Dal prossimo 1° ottobre tornano in Emilia-Romagna le misure per limitare la circolazione dei veicoli più inquinanti. Obiettivo dei provvedimenti, che coinvolgeranno 30 Comuni dell’Emilia-Romagna, è migliorare la qualità dell’aria. Saranno affiancati da azioni di sensibilizzazione e informazione: una nuova campagna di comunicazione sui social, accanto alla tradizionale campagna “Liberiamo l’aria”, informerà i cittadini sulle regole da seguire per dare un taglio alle emissioni; nelle scuole si terranno “lezioni antismog”, per sensibilizzare gli studenti. E poi incontri formativi sulle biomasse per uso domestico – organizzati con il Ministero dell’Ambiente – e sulla mobilità ciclabile saranno dedicati ad amministratori e funzionari dei Comuni.

E continua la possibilità di richiedere gli ecobonus per la sostituzione dei veicoli più inquinanti: c’è tempo fino al 30 settembre per le domande dei privati; fino al 15 ottobre per quelle delle imprese. Il 31 dicembre scade il termine per beneficiare del bollo auto gratis per i veicoli ibridi.

In particolare, per quanto riguarda le misure di limitazione alla circolazione, dal primo ottobre, stop ai diesel fino all’euro 3, benzina fino all’euro 1 e ai ciclomotori pre-euro. I limiti, in via ordinaria, varranno dal lunedì al venerdì, dalle ore 8,30 alle 18,30, e nelle domeniche ecologiche (che saranno almeno 10 nell’arco di 6 mesi).

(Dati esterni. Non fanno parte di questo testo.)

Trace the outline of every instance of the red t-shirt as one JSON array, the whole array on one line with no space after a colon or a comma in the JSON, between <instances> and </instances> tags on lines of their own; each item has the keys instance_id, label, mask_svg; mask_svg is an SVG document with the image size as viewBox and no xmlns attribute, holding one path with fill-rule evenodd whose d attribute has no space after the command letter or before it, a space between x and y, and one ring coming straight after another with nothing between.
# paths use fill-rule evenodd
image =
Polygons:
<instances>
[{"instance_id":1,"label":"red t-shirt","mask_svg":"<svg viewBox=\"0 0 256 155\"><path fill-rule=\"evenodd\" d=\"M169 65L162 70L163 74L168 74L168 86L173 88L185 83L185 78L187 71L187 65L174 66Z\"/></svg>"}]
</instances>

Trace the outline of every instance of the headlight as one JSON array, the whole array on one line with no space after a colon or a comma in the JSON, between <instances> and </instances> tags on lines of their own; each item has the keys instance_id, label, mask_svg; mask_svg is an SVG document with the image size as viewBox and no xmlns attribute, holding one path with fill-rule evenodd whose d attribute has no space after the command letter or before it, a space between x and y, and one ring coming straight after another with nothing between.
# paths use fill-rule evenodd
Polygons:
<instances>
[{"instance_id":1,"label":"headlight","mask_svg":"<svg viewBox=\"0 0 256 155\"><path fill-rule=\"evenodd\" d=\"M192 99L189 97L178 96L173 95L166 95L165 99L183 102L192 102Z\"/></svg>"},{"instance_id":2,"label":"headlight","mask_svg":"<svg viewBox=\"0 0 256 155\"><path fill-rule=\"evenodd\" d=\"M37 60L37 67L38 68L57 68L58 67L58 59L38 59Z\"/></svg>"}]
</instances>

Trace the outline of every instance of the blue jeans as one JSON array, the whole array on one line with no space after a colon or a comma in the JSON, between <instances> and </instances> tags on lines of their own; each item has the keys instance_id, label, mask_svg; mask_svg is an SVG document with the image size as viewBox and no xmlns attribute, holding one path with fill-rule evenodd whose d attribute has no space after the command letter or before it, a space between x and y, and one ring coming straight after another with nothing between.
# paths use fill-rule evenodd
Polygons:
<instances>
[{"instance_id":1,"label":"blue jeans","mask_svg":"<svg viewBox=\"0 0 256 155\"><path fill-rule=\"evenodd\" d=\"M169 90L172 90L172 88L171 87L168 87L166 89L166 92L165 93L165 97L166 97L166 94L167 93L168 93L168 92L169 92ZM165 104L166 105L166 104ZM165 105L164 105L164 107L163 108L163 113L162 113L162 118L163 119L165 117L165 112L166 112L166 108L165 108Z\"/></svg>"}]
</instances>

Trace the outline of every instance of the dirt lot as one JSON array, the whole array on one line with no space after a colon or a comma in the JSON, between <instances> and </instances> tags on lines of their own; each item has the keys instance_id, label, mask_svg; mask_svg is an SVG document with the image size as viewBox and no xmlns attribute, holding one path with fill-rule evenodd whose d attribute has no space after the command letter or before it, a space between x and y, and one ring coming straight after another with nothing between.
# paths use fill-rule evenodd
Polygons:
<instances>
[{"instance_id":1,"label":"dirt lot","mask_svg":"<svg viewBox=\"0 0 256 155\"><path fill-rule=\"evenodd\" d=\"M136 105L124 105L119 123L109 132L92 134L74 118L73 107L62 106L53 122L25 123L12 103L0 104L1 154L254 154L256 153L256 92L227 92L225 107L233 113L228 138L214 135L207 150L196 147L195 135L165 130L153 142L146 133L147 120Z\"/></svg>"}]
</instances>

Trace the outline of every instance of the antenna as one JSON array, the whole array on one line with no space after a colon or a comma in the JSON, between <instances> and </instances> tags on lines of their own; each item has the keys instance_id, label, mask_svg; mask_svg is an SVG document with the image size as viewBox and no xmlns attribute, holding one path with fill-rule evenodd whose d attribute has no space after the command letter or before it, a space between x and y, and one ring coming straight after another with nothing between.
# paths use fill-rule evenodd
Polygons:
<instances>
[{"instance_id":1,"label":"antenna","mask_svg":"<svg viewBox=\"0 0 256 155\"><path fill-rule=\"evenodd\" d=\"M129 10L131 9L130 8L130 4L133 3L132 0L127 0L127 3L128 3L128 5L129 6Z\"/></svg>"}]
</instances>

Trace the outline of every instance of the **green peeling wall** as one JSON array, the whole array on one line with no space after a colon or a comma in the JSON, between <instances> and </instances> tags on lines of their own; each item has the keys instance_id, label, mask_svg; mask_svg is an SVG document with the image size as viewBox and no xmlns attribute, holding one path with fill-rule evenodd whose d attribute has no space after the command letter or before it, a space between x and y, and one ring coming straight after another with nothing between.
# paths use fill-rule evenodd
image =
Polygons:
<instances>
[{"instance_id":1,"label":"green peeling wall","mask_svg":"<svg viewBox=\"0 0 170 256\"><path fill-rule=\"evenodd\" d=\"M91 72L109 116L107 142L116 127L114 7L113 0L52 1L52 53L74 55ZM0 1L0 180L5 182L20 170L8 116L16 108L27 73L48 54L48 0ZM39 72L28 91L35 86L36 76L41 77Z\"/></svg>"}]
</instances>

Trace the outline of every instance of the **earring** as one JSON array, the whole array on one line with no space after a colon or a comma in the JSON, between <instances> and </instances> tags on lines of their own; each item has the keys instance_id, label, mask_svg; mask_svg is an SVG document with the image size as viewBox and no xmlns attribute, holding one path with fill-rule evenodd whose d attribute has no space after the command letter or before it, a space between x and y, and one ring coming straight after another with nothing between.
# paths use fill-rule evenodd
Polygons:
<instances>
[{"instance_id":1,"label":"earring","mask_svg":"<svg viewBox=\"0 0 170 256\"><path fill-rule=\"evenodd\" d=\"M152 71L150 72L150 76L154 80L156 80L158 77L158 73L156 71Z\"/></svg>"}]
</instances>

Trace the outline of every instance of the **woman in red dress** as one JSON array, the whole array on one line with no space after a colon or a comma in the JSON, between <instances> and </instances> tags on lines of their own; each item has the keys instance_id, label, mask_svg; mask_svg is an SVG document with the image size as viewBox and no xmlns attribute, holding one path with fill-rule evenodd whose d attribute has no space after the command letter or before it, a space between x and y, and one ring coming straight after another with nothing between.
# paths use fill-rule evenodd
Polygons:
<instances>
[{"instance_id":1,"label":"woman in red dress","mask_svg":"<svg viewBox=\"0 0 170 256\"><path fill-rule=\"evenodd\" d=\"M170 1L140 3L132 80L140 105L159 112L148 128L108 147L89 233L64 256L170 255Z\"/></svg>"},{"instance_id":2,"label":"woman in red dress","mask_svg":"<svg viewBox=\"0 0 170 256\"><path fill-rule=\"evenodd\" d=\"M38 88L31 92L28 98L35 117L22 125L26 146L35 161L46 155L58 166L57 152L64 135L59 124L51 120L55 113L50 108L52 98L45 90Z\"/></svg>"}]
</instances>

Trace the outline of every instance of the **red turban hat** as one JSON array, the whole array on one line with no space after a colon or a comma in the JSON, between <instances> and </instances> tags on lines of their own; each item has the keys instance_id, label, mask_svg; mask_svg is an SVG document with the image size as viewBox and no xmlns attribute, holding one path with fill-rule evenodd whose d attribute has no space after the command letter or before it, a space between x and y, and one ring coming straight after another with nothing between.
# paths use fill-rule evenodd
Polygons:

“Tutto confermato- afferma Paola Gazzolo, assessore regionale all’Ambiente- per quanto riguarda le limitazioni al traffico, riproposte in continuità con le regole già applicate lo scorso anno e che i cittadini emiliano-romagnoli hanno imparato a conoscere e rispettare, mentre per le stufe il divieto di utilizzo si amplia anche gli impianti certificati 2 stelle. La vera novità è il pacchetto di azioni formative e informative in arrivo per studenti, tecnici e singoli cittadini: l’obiettivo è promuovere a 360 gradi nuovi stili di vita all’insegna della mobilità sostenibile e della riduzione delle emissioni, anche grazie al progetto comunitario Prepair che vede la Regione alla guida di altri 17 partner impegnati a migliorare la qualità dell’aria”.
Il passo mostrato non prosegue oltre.